Herkömmliche Weisheit besagt, dass je mehr eine O-Ring-Dichtung zusammengedrückt wird (dh relativ zu ihrem "zusammengedrückten" Zustand verformt wird), desto dichter ist die Dichtung. Stärkeres Zusammendrücken bedeutet eine größere Kraft zwischen dem O-Ring und seinen Anschlussteilen – dh Flüssigkeiten, Gase und trockene Pulver, die sonst zwischen der Gummidichtung und den Anschlussteilen herausfließen würden.

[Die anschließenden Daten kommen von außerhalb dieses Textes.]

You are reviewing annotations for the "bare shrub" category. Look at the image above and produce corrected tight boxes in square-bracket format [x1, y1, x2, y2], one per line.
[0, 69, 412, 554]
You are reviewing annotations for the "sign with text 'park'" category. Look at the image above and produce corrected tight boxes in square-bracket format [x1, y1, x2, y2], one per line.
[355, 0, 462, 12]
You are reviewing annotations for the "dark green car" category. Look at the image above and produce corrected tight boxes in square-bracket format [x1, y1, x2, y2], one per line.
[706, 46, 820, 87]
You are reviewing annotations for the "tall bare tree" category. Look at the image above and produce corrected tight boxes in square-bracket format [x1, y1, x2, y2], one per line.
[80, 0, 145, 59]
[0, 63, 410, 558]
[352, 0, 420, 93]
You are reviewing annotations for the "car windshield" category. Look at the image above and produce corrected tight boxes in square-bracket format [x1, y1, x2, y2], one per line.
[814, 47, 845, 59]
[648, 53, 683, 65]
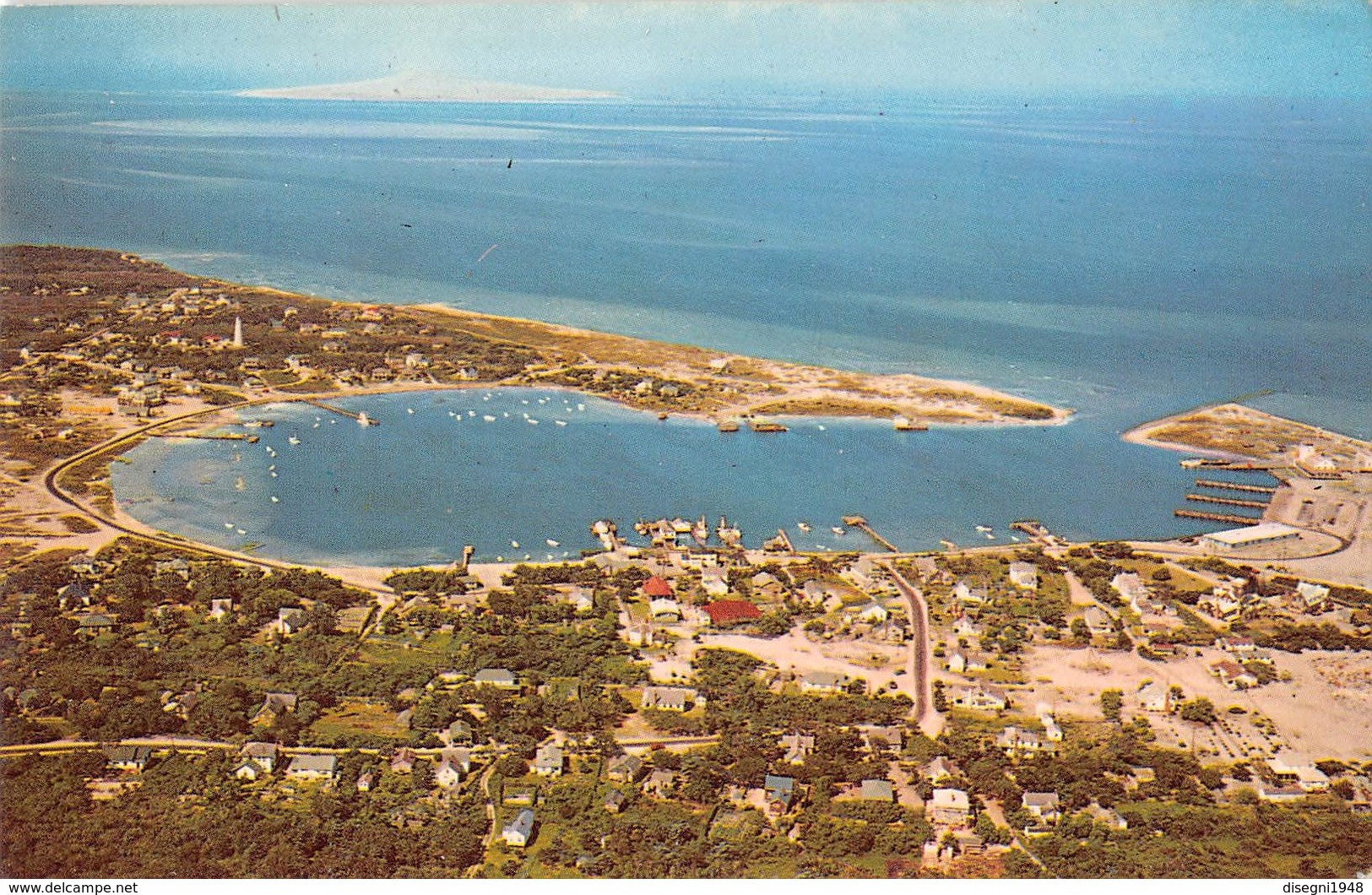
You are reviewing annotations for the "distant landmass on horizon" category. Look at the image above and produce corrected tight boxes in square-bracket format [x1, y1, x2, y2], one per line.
[239, 72, 621, 103]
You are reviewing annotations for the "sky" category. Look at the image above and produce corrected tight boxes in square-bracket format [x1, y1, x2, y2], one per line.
[0, 0, 1372, 100]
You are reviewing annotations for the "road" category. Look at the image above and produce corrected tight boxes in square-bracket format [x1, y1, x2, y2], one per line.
[881, 563, 942, 737]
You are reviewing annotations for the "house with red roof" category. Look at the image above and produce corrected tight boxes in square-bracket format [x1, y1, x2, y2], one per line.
[705, 599, 763, 627]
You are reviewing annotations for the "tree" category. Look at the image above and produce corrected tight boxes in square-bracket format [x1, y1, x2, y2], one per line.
[1100, 691, 1124, 722]
[1180, 696, 1216, 724]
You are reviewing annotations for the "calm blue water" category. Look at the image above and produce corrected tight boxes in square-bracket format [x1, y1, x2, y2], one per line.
[0, 94, 1372, 560]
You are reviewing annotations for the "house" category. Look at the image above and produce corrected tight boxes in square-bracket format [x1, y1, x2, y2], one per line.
[705, 599, 763, 627]
[276, 607, 306, 637]
[105, 746, 152, 774]
[643, 575, 672, 599]
[501, 809, 534, 849]
[858, 601, 891, 625]
[778, 733, 815, 765]
[391, 746, 420, 774]
[239, 741, 277, 774]
[763, 774, 796, 814]
[952, 581, 986, 607]
[800, 671, 849, 696]
[1135, 681, 1172, 713]
[700, 568, 729, 597]
[1110, 572, 1148, 615]
[605, 755, 643, 783]
[996, 726, 1058, 757]
[285, 755, 339, 779]
[434, 750, 472, 789]
[865, 724, 906, 752]
[952, 685, 1010, 711]
[1019, 792, 1062, 822]
[252, 693, 298, 724]
[638, 686, 698, 711]
[447, 718, 475, 746]
[77, 612, 116, 637]
[926, 789, 972, 827]
[534, 743, 564, 777]
[643, 770, 676, 799]
[860, 779, 896, 801]
[1008, 563, 1038, 590]
[1082, 605, 1114, 637]
[233, 757, 266, 783]
[648, 597, 682, 621]
[1210, 659, 1258, 691]
[926, 755, 957, 784]
[472, 669, 518, 691]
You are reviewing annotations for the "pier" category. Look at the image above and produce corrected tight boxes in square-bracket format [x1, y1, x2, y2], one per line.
[149, 432, 259, 445]
[1196, 479, 1277, 494]
[843, 516, 900, 553]
[1172, 509, 1262, 526]
[301, 398, 382, 426]
[1187, 494, 1268, 509]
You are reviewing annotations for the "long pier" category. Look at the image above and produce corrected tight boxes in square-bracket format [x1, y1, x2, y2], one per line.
[1187, 494, 1268, 509]
[1172, 509, 1262, 526]
[301, 398, 380, 426]
[149, 432, 258, 445]
[843, 516, 900, 553]
[1196, 479, 1277, 494]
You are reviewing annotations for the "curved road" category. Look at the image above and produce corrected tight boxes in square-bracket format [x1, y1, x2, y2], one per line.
[881, 563, 941, 735]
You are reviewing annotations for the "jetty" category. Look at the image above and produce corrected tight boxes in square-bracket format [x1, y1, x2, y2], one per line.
[1172, 509, 1262, 526]
[301, 398, 382, 426]
[149, 432, 261, 445]
[1196, 479, 1277, 494]
[1187, 494, 1268, 509]
[843, 516, 900, 553]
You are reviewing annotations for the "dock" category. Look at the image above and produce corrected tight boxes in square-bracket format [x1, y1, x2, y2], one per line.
[149, 432, 259, 445]
[1172, 509, 1262, 526]
[301, 398, 382, 426]
[1187, 494, 1268, 509]
[1196, 479, 1277, 494]
[843, 516, 900, 553]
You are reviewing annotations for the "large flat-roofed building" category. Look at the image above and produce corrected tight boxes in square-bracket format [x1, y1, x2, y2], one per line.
[1201, 522, 1301, 551]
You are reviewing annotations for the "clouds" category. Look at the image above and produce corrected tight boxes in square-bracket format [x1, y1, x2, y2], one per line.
[0, 0, 1372, 99]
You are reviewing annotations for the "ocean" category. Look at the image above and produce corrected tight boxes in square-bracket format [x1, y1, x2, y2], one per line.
[0, 92, 1372, 563]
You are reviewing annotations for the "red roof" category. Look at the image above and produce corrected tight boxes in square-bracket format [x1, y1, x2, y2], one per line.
[705, 599, 763, 625]
[643, 575, 672, 597]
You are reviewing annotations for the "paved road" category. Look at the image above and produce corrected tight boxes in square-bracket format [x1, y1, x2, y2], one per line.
[882, 563, 941, 735]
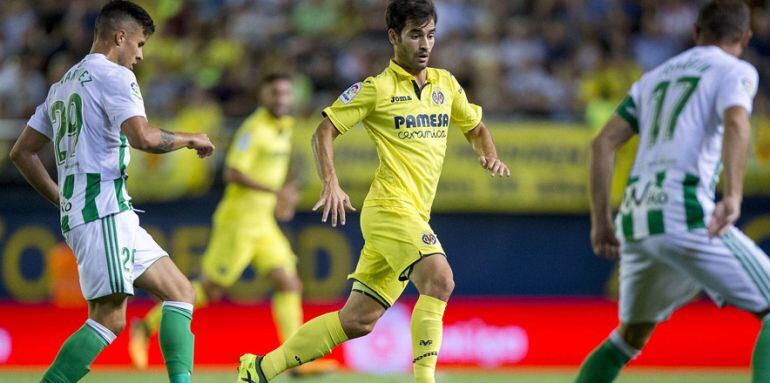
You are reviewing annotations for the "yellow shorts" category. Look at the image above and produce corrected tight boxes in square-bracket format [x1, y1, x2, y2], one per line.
[201, 218, 297, 287]
[348, 206, 446, 307]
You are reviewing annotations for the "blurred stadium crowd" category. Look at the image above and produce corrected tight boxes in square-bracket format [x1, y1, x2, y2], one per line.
[0, 0, 770, 121]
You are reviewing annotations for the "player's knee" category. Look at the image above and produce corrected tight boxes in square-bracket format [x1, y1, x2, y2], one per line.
[618, 323, 655, 350]
[340, 310, 379, 339]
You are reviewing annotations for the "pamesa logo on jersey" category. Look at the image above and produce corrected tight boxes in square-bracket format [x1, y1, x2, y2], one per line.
[422, 233, 438, 245]
[431, 88, 444, 105]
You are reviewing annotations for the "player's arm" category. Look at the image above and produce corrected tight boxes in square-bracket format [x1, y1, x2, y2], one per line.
[121, 116, 214, 158]
[224, 166, 278, 193]
[10, 126, 59, 208]
[465, 122, 511, 177]
[708, 106, 751, 237]
[589, 114, 635, 259]
[311, 117, 356, 226]
[275, 155, 300, 222]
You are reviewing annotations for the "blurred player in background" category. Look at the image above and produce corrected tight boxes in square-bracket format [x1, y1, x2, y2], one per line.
[11, 1, 214, 383]
[129, 74, 332, 373]
[239, 0, 510, 383]
[577, 0, 770, 383]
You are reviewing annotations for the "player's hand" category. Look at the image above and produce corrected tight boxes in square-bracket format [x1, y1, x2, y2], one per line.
[313, 180, 356, 227]
[187, 133, 214, 158]
[708, 197, 741, 238]
[479, 156, 511, 177]
[275, 184, 299, 222]
[591, 220, 620, 260]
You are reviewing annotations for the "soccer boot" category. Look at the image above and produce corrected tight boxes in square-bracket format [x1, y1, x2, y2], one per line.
[289, 359, 340, 378]
[236, 354, 268, 383]
[128, 319, 150, 370]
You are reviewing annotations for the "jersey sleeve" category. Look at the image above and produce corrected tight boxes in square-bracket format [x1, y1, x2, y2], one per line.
[102, 69, 147, 127]
[27, 100, 54, 140]
[615, 82, 639, 134]
[225, 119, 259, 173]
[716, 62, 759, 119]
[323, 78, 377, 134]
[450, 76, 482, 133]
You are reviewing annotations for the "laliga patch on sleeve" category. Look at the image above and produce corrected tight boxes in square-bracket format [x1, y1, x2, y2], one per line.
[235, 133, 251, 151]
[340, 82, 361, 105]
[741, 77, 756, 95]
[130, 82, 142, 100]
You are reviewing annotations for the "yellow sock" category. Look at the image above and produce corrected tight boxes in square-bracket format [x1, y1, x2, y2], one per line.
[412, 295, 446, 383]
[144, 281, 208, 336]
[262, 311, 348, 380]
[272, 292, 302, 343]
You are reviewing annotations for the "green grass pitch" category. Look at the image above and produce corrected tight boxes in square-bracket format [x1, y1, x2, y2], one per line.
[0, 368, 750, 383]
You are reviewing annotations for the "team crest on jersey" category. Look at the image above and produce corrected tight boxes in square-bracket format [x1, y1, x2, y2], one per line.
[340, 82, 361, 105]
[741, 77, 754, 94]
[130, 82, 142, 100]
[432, 88, 444, 105]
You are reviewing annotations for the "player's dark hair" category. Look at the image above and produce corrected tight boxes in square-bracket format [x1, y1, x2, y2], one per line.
[262, 72, 291, 86]
[385, 0, 438, 34]
[96, 0, 155, 38]
[695, 0, 750, 43]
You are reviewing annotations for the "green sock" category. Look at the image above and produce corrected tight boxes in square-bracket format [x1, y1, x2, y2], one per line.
[41, 319, 115, 383]
[751, 316, 770, 383]
[575, 332, 639, 383]
[158, 301, 195, 383]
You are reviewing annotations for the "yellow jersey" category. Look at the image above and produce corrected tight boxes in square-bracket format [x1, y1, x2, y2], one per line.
[215, 108, 294, 222]
[324, 60, 482, 221]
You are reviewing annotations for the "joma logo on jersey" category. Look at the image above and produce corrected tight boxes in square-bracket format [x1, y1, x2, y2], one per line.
[393, 113, 449, 129]
[390, 96, 412, 104]
[623, 182, 668, 211]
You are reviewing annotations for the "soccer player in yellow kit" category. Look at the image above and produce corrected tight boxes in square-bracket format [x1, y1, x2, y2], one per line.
[129, 74, 332, 373]
[238, 0, 510, 383]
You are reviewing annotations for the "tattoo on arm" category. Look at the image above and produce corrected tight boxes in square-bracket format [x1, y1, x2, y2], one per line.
[147, 129, 176, 154]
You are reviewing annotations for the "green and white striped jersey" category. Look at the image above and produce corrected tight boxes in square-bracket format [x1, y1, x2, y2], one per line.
[27, 53, 146, 233]
[616, 46, 758, 241]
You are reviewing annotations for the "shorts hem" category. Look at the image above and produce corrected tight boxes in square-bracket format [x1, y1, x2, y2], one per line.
[398, 252, 446, 282]
[348, 277, 393, 310]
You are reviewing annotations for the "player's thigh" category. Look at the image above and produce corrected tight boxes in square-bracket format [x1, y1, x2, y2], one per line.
[64, 211, 139, 301]
[618, 236, 699, 324]
[253, 222, 297, 276]
[671, 228, 770, 313]
[201, 222, 260, 287]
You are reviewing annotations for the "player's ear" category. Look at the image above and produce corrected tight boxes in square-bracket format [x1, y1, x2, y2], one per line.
[115, 29, 127, 46]
[741, 29, 754, 49]
[388, 28, 400, 45]
[692, 24, 700, 44]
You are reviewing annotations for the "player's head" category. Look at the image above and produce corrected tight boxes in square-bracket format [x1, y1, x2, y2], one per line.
[385, 0, 438, 71]
[695, 0, 751, 55]
[260, 73, 294, 117]
[95, 0, 155, 69]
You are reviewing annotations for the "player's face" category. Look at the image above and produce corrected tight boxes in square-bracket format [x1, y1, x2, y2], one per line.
[394, 20, 436, 70]
[118, 27, 147, 70]
[262, 79, 294, 117]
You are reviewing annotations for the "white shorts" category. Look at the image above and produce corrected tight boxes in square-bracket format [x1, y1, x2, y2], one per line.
[64, 210, 168, 300]
[619, 227, 770, 323]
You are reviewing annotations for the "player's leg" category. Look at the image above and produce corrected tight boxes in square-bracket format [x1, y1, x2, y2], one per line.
[712, 228, 770, 383]
[409, 254, 454, 383]
[43, 294, 127, 383]
[250, 292, 385, 382]
[267, 267, 302, 342]
[134, 257, 195, 383]
[575, 236, 699, 383]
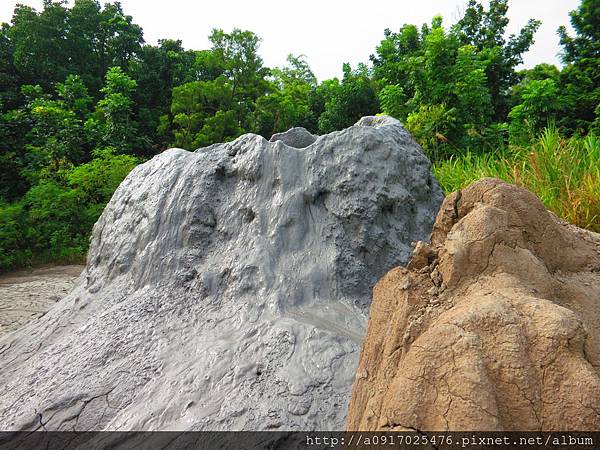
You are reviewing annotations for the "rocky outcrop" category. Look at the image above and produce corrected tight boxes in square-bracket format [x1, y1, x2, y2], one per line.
[347, 179, 600, 431]
[0, 117, 443, 430]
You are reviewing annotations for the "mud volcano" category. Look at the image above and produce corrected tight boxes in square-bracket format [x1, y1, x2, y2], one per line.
[0, 117, 443, 430]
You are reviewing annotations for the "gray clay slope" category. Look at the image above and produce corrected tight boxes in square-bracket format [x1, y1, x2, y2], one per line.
[0, 117, 443, 430]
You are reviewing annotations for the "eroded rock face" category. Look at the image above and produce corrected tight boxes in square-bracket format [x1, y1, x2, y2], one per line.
[347, 179, 600, 431]
[0, 117, 443, 430]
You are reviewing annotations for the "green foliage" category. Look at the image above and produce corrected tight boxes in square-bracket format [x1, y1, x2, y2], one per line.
[255, 55, 317, 137]
[558, 0, 600, 132]
[0, 0, 600, 270]
[318, 64, 379, 133]
[0, 148, 139, 271]
[86, 67, 144, 153]
[508, 78, 562, 145]
[434, 127, 600, 232]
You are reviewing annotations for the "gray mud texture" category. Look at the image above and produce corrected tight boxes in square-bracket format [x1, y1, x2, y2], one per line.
[0, 116, 443, 430]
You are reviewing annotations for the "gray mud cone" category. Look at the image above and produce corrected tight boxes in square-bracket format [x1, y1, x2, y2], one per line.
[0, 116, 443, 430]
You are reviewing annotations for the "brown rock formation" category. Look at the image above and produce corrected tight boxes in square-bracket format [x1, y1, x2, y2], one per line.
[347, 179, 600, 431]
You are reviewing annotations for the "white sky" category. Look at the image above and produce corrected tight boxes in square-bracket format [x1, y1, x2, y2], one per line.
[0, 0, 579, 80]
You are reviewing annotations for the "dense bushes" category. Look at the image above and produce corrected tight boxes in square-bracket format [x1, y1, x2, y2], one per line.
[434, 127, 600, 232]
[0, 0, 600, 271]
[0, 148, 138, 270]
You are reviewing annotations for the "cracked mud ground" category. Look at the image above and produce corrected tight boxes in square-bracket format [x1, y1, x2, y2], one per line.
[0, 265, 85, 336]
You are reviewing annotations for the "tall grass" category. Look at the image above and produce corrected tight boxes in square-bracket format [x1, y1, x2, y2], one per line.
[434, 127, 600, 232]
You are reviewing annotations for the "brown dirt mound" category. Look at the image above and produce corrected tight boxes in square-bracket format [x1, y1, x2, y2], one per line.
[347, 179, 600, 431]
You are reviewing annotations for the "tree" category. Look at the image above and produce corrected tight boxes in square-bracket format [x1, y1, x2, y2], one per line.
[558, 0, 600, 132]
[5, 0, 143, 97]
[319, 64, 379, 134]
[452, 0, 541, 121]
[256, 55, 317, 138]
[171, 29, 271, 148]
[85, 67, 142, 154]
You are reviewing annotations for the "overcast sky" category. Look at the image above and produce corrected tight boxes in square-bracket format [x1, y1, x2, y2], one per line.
[0, 0, 579, 80]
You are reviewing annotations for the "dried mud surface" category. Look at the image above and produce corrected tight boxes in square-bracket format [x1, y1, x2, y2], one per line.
[0, 265, 85, 336]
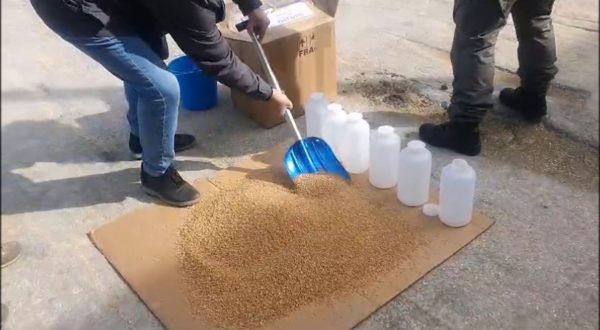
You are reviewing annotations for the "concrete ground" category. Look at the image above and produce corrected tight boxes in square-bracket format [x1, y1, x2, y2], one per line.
[1, 0, 599, 329]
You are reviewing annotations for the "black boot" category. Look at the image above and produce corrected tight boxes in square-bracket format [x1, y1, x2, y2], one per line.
[129, 134, 196, 159]
[499, 87, 547, 124]
[419, 122, 481, 156]
[141, 165, 200, 207]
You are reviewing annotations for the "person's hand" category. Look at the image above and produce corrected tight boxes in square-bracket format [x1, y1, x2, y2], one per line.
[247, 8, 271, 40]
[271, 89, 294, 116]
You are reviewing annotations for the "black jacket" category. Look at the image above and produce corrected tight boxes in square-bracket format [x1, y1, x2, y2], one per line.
[31, 0, 273, 100]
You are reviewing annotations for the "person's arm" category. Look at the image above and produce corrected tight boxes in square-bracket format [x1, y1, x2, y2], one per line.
[158, 0, 273, 100]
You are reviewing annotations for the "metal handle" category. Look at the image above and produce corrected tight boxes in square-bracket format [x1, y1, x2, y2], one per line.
[248, 31, 302, 140]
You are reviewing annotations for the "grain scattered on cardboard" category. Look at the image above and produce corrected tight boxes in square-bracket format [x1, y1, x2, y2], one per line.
[178, 175, 425, 328]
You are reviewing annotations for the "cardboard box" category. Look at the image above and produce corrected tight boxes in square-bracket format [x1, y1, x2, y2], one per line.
[219, 0, 338, 128]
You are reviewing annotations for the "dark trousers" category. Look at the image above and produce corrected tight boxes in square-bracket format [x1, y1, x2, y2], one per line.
[448, 0, 558, 123]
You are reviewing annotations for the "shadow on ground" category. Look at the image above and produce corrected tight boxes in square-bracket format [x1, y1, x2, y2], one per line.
[340, 72, 599, 191]
[2, 86, 285, 214]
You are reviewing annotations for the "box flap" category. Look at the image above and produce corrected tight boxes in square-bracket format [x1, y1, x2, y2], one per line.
[312, 0, 340, 17]
[218, 0, 333, 44]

Ein stärker gequetschter O-Ring neigt auch dazu, seine Kraft (und damit eine bessere Abdichtung) länger zu halten als ein weniger gequetschter O-Ring. Das Versagen eines Elastomers, seine "Rückstoßkraft" über die Zeit aufrechtzuerhalten, wird als Druckverformungsrest bezeichnet. Ein Elastomer mit einem hohen Druckverformungsrest (normalerweise über 80 Prozent) kehrt nicht mehr in seine ursprüngliche unkomprimierte Form zurück, wenn es nicht gequetscht wird. Abhängig von anderen Faktoren ist es jedoch nicht immer richtig anzunehmen, dass eine Erhöhung des Drucks auf den O-Ring zu einer besseren Abdichtung führt. Diese beinhalten:
Je stärker Sie die O-Ringe während der Installation zusammendrücken, desto wahrscheinlicher ist es, dass Sie sie aufgrund der Art und Weise, wie Lecks entstehen, einklemmen. Dies wurde festgestellt, als Parker zwei Finite-Elemente-Modelle verglich, die verwendet wurden, um das Verhalten des O-Rings vorherzusagen, der bei 40 Prozent und 25 Prozent Extrusion installiert wurde (Abbildungen 1 bzw. 2). Bei 40 Prozent sind eingeklemmte O-Ringe zwischen den Komponenten unvermeidbar, während bei 25 Prozent die Montageklemmung praktisch eliminiert wird.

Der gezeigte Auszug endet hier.